HUGE ASTRONOMY DATABASES TO BE PRESERVED ONLINE

The Johns Hopkins Sheridan Libraries have been awarded a $185,000 grant from the Institute of Museum and Library Services, the primary source of federal support for the nation's libraries and museums, for a groundbreaking effort to create a prototype system that will capture and preserve the massive digital datasets generated by large-scale astronomy projects for the Virtual Observatory (VO).

The VO is a Hopkins-led effort to develop a common set of standards in a Web framework for digital astronomy.  Johns Hopkins will establish a collaboration of publishers, libraries and the National Virtual Observatory (NVO) to give astronomers universal access to the specially processed digital images, spectra, and time series that are graphically represented in scientific literature.

“This initiative moves libraries from the periphery of projects such as NVO to the center of digital archiving and data curation efforts, thereby enabling the creation of the cyberinfrastructure required for the long-term preservation of datasets,” said Sayeed Choudhury, associate director of library digital programs at the Sheridan Libraries, and principal investigator for the grant.

Digital archiving to ensure long-term access was one of the key priorities cited in the 2003 report of the National Science Foundation’s Blue Ribbon Panel on Cyberinfrastructure.  The system -- created by Johns Hopkins and partners at the University of Washington and the University of Edinburgh and based on the open-source Fedora digital repository system software -- will help ensure that important scholarly resources from the scientific domain are not lost in a “digital dark age.”

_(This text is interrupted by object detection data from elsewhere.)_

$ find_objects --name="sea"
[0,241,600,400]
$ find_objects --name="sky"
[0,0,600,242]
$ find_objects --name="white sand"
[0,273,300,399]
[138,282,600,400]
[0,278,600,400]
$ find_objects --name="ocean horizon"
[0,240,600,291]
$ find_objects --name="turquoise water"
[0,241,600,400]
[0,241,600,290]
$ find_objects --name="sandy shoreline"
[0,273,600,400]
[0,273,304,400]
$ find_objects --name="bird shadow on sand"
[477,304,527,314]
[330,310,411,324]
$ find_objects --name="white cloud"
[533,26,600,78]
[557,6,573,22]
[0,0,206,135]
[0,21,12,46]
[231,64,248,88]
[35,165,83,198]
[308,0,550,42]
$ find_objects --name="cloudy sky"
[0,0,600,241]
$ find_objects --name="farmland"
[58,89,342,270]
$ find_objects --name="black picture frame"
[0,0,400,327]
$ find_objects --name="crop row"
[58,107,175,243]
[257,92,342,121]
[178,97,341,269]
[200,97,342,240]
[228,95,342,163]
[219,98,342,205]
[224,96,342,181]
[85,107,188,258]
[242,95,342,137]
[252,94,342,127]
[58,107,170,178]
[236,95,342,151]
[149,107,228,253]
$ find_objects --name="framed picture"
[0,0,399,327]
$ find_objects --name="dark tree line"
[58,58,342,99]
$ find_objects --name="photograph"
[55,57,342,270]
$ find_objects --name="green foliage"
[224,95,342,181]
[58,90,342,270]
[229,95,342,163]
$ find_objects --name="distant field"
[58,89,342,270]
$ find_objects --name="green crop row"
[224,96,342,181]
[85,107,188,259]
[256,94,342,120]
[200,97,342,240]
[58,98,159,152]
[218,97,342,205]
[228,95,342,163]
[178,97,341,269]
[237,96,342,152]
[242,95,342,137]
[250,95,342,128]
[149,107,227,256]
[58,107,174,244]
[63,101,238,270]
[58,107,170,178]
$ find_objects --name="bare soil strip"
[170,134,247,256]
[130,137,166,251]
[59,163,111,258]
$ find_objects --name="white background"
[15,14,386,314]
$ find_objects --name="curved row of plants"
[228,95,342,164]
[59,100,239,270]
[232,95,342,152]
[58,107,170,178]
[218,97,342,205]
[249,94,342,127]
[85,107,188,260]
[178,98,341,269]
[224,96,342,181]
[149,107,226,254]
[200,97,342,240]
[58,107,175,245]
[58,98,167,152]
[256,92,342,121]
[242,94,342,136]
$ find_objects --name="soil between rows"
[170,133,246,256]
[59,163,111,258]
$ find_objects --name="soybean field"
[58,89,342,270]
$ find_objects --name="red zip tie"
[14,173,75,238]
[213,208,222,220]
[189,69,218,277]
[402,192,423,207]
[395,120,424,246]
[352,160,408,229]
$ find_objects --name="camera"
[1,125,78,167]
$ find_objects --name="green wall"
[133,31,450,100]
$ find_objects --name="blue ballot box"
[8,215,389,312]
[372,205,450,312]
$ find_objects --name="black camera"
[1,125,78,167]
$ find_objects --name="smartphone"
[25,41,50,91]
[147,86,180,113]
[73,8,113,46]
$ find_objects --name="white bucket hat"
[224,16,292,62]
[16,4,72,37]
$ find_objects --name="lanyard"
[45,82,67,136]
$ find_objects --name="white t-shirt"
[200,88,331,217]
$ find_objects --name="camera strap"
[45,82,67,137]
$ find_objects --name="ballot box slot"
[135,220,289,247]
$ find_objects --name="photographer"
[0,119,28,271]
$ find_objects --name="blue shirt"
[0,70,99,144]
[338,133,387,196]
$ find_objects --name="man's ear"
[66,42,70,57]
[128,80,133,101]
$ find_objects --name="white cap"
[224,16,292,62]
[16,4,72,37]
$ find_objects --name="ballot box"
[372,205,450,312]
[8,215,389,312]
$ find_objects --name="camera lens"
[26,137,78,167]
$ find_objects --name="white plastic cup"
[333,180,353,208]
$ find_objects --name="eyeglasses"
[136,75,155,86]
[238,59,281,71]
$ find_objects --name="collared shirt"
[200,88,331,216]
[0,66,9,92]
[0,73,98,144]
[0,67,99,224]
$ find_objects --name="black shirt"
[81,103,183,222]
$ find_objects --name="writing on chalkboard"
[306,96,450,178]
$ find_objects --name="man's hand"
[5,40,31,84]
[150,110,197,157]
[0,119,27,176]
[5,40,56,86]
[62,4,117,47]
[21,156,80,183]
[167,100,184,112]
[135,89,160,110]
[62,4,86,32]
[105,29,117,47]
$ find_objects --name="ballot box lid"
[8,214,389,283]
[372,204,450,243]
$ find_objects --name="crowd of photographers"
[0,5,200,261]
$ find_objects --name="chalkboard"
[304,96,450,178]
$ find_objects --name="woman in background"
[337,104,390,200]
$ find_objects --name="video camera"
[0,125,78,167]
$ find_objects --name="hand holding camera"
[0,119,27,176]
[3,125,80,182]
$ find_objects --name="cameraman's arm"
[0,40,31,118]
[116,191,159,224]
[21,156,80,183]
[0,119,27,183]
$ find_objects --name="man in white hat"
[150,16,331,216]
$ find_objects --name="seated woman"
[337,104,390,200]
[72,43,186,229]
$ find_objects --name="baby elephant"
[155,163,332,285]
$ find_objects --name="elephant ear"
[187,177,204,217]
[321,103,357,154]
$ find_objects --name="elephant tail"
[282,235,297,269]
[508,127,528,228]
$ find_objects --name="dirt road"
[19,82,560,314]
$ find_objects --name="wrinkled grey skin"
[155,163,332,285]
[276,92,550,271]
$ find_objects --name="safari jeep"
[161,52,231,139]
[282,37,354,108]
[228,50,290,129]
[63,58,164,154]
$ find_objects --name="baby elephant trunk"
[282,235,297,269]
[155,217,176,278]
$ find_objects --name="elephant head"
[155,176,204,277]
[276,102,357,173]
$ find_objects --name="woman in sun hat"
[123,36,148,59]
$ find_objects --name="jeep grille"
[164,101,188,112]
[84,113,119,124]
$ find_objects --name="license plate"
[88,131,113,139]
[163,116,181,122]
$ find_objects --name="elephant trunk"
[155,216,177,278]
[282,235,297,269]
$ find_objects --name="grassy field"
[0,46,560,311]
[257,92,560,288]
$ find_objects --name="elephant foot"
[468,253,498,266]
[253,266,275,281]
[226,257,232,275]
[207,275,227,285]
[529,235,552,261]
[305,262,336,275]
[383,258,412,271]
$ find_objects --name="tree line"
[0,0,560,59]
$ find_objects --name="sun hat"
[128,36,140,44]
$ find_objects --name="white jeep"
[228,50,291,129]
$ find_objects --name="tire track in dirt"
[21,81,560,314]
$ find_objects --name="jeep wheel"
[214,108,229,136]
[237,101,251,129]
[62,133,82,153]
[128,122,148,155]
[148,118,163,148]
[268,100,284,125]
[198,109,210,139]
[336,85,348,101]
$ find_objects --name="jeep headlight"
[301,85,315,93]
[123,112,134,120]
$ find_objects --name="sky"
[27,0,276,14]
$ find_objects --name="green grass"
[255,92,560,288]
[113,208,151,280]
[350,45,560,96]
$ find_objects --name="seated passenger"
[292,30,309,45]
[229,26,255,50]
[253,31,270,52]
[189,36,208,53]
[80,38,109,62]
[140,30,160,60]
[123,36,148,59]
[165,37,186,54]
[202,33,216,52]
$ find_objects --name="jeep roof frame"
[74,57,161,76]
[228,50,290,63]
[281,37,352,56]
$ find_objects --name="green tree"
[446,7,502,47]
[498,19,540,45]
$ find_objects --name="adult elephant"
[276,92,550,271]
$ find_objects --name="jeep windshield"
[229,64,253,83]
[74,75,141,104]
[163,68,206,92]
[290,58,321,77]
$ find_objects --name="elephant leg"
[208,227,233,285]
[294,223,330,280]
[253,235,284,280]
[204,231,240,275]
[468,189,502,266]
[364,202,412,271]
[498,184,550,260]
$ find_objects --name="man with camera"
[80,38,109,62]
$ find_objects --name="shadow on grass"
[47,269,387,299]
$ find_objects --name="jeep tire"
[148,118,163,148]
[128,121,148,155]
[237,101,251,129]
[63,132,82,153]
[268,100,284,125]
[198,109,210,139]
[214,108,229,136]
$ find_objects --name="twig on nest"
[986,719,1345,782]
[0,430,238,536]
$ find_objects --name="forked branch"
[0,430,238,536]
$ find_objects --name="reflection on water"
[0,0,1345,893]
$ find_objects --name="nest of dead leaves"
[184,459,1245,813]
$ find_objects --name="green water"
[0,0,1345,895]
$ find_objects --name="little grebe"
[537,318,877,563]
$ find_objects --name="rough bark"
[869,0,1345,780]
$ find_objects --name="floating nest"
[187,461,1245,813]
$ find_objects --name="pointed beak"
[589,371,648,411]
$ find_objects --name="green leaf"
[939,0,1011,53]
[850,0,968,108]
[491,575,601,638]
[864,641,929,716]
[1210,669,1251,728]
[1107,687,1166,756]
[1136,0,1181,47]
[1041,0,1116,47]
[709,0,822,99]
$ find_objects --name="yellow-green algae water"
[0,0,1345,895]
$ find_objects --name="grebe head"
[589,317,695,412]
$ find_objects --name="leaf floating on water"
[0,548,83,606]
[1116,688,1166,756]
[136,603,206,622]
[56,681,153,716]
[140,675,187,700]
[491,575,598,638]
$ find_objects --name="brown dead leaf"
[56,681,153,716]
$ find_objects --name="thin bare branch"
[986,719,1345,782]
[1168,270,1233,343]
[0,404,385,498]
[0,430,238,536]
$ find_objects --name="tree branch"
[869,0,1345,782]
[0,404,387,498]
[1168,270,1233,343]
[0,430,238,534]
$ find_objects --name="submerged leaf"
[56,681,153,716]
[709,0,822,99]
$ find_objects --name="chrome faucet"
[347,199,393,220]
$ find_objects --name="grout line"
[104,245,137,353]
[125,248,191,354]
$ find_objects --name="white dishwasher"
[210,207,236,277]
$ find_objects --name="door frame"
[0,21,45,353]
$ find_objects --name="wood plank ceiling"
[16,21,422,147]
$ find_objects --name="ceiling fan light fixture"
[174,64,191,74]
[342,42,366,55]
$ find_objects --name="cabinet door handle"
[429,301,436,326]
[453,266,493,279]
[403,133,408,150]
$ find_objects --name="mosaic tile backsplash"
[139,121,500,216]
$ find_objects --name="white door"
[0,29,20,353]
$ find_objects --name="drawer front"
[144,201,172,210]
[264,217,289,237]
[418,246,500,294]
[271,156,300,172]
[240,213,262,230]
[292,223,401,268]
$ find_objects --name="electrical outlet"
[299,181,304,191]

"The National Virtual Observatory is a natural partner in this project, given its capabilities for distributed data discovery and access. We can build on the NVO infrastructure and include research libraries in the arena of data providers,” noted Robert Hanisch, NVO project manager and a senior scientist at the Space Telescope Science Institute, located on the Johns Hopkins Homewood campus in Baltimore. “Such a partnership will help assure permanent access to the scholarly research record."

The project team will develop a set of Web services which link literature and reference materials to astronomical datasets and provide methods for long-term digital archiving of content that can be used in publishing research in astronomy.  Deposited data will ultimately be archived within the library, which will serve as a digital annex for publications. 
 
“Our vision is to create a cooperative system among astronomical researchers, libraries, publishers, editors, and the National Virtual Observatory in which the literature, the associated digital data, and the underlying data archives connect seamlessly,” said Winston Tabb, Sheridan dean of university libraries at Johns Hopkins.  
 
“While the proposed work focuses on astronomy, a discipline that is at the forefront of data-intensive scholarship, the results of this effort will provide a blueprint for other disciplines and a model for what research libraries must do if we are going to fulfill our long-standing mission of supporting the research, teaching, and learning needs of our customers,” Tabb said.

The Sheridan Libraries encompass the Milton S. Eisenhower Library and its collections at the Hutzler Reading Room, Garrett Library and the George Peabody Library.